Покаюсь, когда получали письма, которые ты диктовал – все разными почерками, – думали, скрываешь от нас, лишился рук. Теперь видим, что не так.

Мама порывалась все к тебе в госпиталь, я удерживал: без вызовов, без пропусков сейчас никуда не проедешь. А от нас к тебе дорога длинная. Да и, главное, своими слезами, своим горем могла не помочь, а повредить тебе.

Вот и решили мы дожидаться тебя. Поверили, что скоро вернешься. Каждый день говорим об этом. Как врачи? Когда обещают тебя выпустить?

На нас только внимания не обращай. Сообразуйся со своим здоровьем.

Ты спрашиваешь о нашей жизни. Живем, как все. Лампа у нас карбидка из снарядной гильзы, светло, как при электричестве. Сидим по вечерам возле нее, ученические тетрадки проверяем.

Вас, сынов наших, ждем. Мама собирается купить козу, чтобы тебя козьим молоком отпаивать.

Куры у нас есть. Несутся. Будут свежие яички. Забавное зверье! Хохлатка – белая курочка с высоким гребешком – увидит, как я возвращаюсь из школы, несется ко мне, летит, как собачонка.

Позавчера ходил на Черное озеро, знаешь, то, в дальней степи, камыш косить. Созрел уже, пожелтел. Рано пошел, до восхода. И вот, представляешь, с озерца взлетела на моих глазах стая лебедей.

Что-то они припоздали с отлетом. Уже лужицы по утрам ледком схватывает. Взлетали с шумом, хлопаньем. И круто забирали вверх. Уходили в небо. На взлете их подсветило солнце. Из-за горы его еще не было видно, но оно уже поднялось, раннее, красноватое. Лебеди попадали в полосу света, розовели. В снежно-розовом оперении они показались мне сказочно прекрасными.

Камыш косил весь день, допоздна. Будет чем топить зимой.

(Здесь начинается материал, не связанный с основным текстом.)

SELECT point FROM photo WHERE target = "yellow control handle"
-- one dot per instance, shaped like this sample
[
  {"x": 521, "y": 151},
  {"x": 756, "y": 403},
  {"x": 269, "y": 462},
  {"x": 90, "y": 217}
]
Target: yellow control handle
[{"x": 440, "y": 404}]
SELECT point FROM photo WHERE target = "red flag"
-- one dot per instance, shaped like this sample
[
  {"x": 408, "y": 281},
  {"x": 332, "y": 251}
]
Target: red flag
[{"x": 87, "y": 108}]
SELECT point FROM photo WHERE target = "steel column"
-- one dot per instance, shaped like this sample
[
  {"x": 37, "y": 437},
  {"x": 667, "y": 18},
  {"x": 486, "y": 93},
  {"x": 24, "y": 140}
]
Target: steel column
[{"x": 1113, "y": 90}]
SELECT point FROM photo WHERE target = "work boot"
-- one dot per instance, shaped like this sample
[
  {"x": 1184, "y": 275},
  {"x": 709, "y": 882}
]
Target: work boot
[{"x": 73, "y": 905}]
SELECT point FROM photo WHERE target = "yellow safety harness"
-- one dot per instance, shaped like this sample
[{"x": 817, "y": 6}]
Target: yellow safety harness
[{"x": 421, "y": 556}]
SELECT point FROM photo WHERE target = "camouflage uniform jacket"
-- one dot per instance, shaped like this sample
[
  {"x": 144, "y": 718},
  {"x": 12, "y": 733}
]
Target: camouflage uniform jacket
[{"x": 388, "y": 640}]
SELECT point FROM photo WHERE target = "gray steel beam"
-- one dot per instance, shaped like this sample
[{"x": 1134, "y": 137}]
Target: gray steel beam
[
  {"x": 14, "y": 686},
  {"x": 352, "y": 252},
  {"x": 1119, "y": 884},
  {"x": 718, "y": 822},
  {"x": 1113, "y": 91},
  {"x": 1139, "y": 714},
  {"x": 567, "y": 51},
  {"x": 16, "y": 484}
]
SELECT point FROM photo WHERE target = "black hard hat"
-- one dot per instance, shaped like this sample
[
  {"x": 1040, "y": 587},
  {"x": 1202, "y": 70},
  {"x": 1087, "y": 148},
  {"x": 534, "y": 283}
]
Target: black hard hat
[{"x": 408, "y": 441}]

Перевезем с мамой тачкой – безотказная тележка, палочка-выручалочка по нынешним обстоятельствам.

И когда косил, и домой шел уже в сумерках – все думал про вас.

Дети мои, сыновья мои любимые, белые лебеди вы, наши… Поскорее бы вы возвращались!

Яловой топал по коридору: левая нога непослушно вверх, не было силы в ней, не давала опоры, зато правой всей ступней «бу-ух, бу-ух», как конь копытом в деревянный помост, подтягивал и левую. Рука бессильно висит, вывернута по-чудному, ладошка вбок. Двигался в то место, куда и цари пешком ходили. По этому шлепанью и определяли в соседних палатах: «капитан потопал».

Не то чтоб в охотку, в страдание ему были по большей части безуспешные походы. Посидит-посидит на стульчаке – и с тем же назад. От клизм прямо тошнило. «Атония, – вздыхал врач. – Последствия. Со временем пройдет».